IBOs normally prefer the three-center version. But, especially in reaction paths, the type of the pi bonds can change.
![banana bonds](img/c3h6-banana-bond.png)
Banana bonds are most often seen in cyclopropyl groups. They can be viewed as hybrids between regular σ- and π-bonds. While they are often highly-localized, their increased π-character still predestines them for π-bond like reactivity patterns.
Normally we write double bonds as one σ- and one π-bond, but they can also be written as two equivalent banana bonds. Both descriptions are
physically equivalent . IBOs normally produce the former description, because they prefer a pair of one highly localized and one semi-delocalized orbital to an equivalent description of two equivalent somewhat delocalized orbitals. In other localization methods (e.g., Boys localization) this is different.- A variation of this pattern is also commonly seen in Boranes. Here a very similar orbital shape occurs and is used to bridge a two-electron (2e) chemical bond over three centers (3c). These bonds are electronically
simple (i.e., well described by mean field theory), but cannot be easily written as Lewis structures. - While the borane 2e3c-bond is the most well known, a different, but also common 2e3c bond is often formed by CO ligands in tetrahedral coordination. This is a two-electron three-center p-d-p bond. The one shown here is from The Electronic Ground State of [Fe(CO)3(NO)]−: A Spectroscopic and Theoretical Study
![banana bonds](img/banana-pi-hybrid.png)

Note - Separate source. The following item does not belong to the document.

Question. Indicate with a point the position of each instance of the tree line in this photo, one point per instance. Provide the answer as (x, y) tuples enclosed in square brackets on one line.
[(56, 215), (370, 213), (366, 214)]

Commonly seen in cationic systems involving cyclopropyl groups (e.g., carbo-cations) and reaction paths involving cyclopropyl ring opening or closing reactions.
The example is taken from The Stabilizing Effects in Gold Carbene Complexes, where such bonds are shown to play a major role in stabilizing carbo-cation sites (instead of pi-backbonds from Gold, as one might imagine).